Il motivo sull’abrogazione del reato urbanistico è palesemente erroneo perchè, per costante giurisprudenza di questa Corte, la L. n. 463 del 2001 ha determinato la sospensione dell’efficacia del TU sull’edilizia, sicchè, estendendosi tale sospensione a tutte le sue disposizioni, era congelato anche l’art. 136 che abrogava l’art. 20 della L. n. 47 del 1985, Cassazione Sezione 3^, 20 settembre 2002, n. 1740/2002, Ameli.

L’inammissibilità del ricorso della L. dovuta alla manifesta infondatezza dei motivi non consente il formarsi di un valido rapporto d’impugnazione e preclude la possibilità di rilevare e dichiarare le cause di non punibilità a norma dell’art. 129 c.p.p. Cassazione SU n. 32/2000, De Luca, RV. 217266.

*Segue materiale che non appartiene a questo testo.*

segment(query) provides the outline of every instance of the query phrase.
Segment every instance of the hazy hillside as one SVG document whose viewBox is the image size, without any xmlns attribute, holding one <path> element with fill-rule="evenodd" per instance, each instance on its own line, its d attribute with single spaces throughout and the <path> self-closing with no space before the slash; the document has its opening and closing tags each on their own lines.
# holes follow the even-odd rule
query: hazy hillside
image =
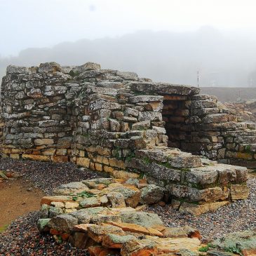
<svg viewBox="0 0 256 256">
<path fill-rule="evenodd" d="M 72 40 L 72 39 L 71 39 Z M 155 81 L 204 86 L 256 86 L 256 43 L 242 35 L 204 27 L 194 33 L 138 32 L 121 37 L 63 42 L 53 48 L 29 48 L 18 56 L 0 57 L 0 76 L 9 64 L 88 61 L 103 68 L 134 71 Z"/>
</svg>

Grava, quindi, sulla predetta l’onere delle spese del procedimento e del versamento alla Cassa delle Ammende di una somma che va equitativamente fissata in Euro 1.000,00.
P.Q.M.

La Corte dichiara inammissibile il ricorso della ricorrente L. che condanna al pagamento delle spese del procedimento e della somma di Euro 1.000,00 in favore della Cassa delle Ammende.

Annulla senza rinvio la sentenza impugnata quanto al ricorrente G. per non avere commesso il fatto.

Testo non ufficiale. La sola stampa del bollettino ufficiale ha carattere legale.